Je viens d’ailleurs de voir un merveilleux spectacle. L’ouragan, qui avait fait rage toute la nuit, était tombé quand je suis arrivé, toujours avec notre bon Nanteuil, à Saint-Valery-en-Caux. Mais la mer était encore émue et toute palpitante de colère. Nous avons passé huit heures à la regarder, courant à la jetée, grimpant aux falaises, crevant nos souliers aux galets de la plage ; ceci est à la lettre, tu verras mes souliers de castor. Nanteuil marche sur ses vrais pieds, sans intermédiaire quelconque.

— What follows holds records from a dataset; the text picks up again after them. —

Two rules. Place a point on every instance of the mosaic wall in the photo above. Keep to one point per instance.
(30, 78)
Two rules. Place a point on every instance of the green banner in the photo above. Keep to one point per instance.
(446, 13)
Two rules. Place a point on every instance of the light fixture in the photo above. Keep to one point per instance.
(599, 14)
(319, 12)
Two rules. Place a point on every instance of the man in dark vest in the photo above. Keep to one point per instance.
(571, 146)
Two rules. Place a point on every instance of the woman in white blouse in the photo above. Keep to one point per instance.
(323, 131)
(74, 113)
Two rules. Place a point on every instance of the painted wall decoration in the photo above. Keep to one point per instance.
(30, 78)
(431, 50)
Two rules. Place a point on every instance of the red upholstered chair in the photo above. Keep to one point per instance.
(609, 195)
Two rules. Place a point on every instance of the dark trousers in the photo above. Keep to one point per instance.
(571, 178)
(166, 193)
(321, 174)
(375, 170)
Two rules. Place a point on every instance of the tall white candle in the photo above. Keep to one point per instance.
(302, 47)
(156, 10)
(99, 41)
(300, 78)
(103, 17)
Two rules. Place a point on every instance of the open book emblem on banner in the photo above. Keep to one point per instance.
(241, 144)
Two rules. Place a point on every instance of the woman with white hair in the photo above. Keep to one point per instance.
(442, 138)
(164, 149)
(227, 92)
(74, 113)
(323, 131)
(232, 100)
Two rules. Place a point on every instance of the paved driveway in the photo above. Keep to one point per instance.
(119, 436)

La mer était vraiment belle. Ce n’était, à perte de vue, que longues nappes d’écume déployées comme de grandes ailes blanches sur le fond vert et vitreux de l’eau. Le tout bondissait avec rage, le vert et le blanc pêle-mêle, et hurlait affreusement. Le vent était tel que nous nous tenions aux parapets du musoir. De moment en moment des troupeaux de vagues blondes, d’une hauteur énorme, qui venaient du fond de la mer, débouchaient sous le vent de l’extrémité de la jetée et accouraient éperdument vers nous, le long du mur, comme des cavaleries furieuses qu’on ramène de la charge, puis elles se brisaient aux galets, redescendaient en râlant et se dissolvaient en larges flaques de bave savonneuse. Après chaque assaut de la vague, tous les trous du vieux mur lézardé de la jetée ruisselaient comme des fontaines. Au-dessous de nous, sur un grand banc de rochers, un immense haillon d’écume blanche se déchirait en cent façons aux pointes noires du granit. Pas une voile en mer tant la bourrasque était violente. Le jour était sombre, avec un rayon blafard de temps en temps. À nos pieds, sur nos têtes, tout était tumulte, le ciel plein de nuages, la mer pleine de vagues.

Yvetot est un gîte affreux. J’ai pris une ligne de l’avant-dernière lettre que je t’ai écrite et j’en ai aiguisé l’imprécation que voici, dont j’ai régalé ladite ville en partant :

à yvetot.

Que le passant te raille !
Qu’en voyant ta muraille

Le voyageur s’en aille
Sur son cheval rétif !
Que, sans entrer, le coche
À ta porte s’accroche !
Que le diable à la broche
Mette ton roi chétif !
Que toujours un blé maigre,
Qu’un raisin à vinaigre
Emplisse tes paniers !
Yvetot la normande,
Où l’on est à l’amende
Chez tous les taverniers !
Logis peuplé de singes,
Où l’on voit d’affreux linges
Pendre aux trous des greniers !
Où le poing d’un bélître
Croit casser une vitre
Et crève un vieux papier !
Où l’on a pour salade
Ce qu’un lapin malade
Laisse dans son clapier !
Ville bâtie en briques !
Triste amas de fabriques
Qui sentent le ranci !
Qui n’as que des bourriques
Et du cidre en barriques
Sur ton pavé moisi !
Groupe d’informes bouges.
Où les maisons sont rouges
Et les filles aussi !

Enfin je m’en retourne à Paris, et, retiens bien ceci, voici le solennel épiphonème qui jaillit de mon voyage : la nature est belle et l’homme est laid.

En effet si d’une part les routes sont couvertes de fleurs, d’arbres, d’oiseaux, de rayons de soleil, d’autre part elles sont encombrées d’affreux paysans en jaquette, de paysannes en bonnets de coton, de marmots immondes dont la bouche suce le nez. Il y a les cathédrales, mais il y a les auberges. Or, sais-tu ce que c’est que les auberges ? Ce sont les anciennes cavernes de voleurs, civilisées, perfectionnées et abonnées au Constitutionnel.

Je t’assure, mon Adèle, que j’ai le cœur bien content de revenir. À Gisors, j’aurai tes lettres. À Fourqueux, j’aurai toi. J’embrasse Didine, j’embrasse Charlot, j’embrasse Toto, j’embrasse Dédé. Vous êtes tous ma joie et ma vie. Je t’embrasse et je t’aime, mon Adèle. — Mes amitiés à ton père, à Martine, à nos amis.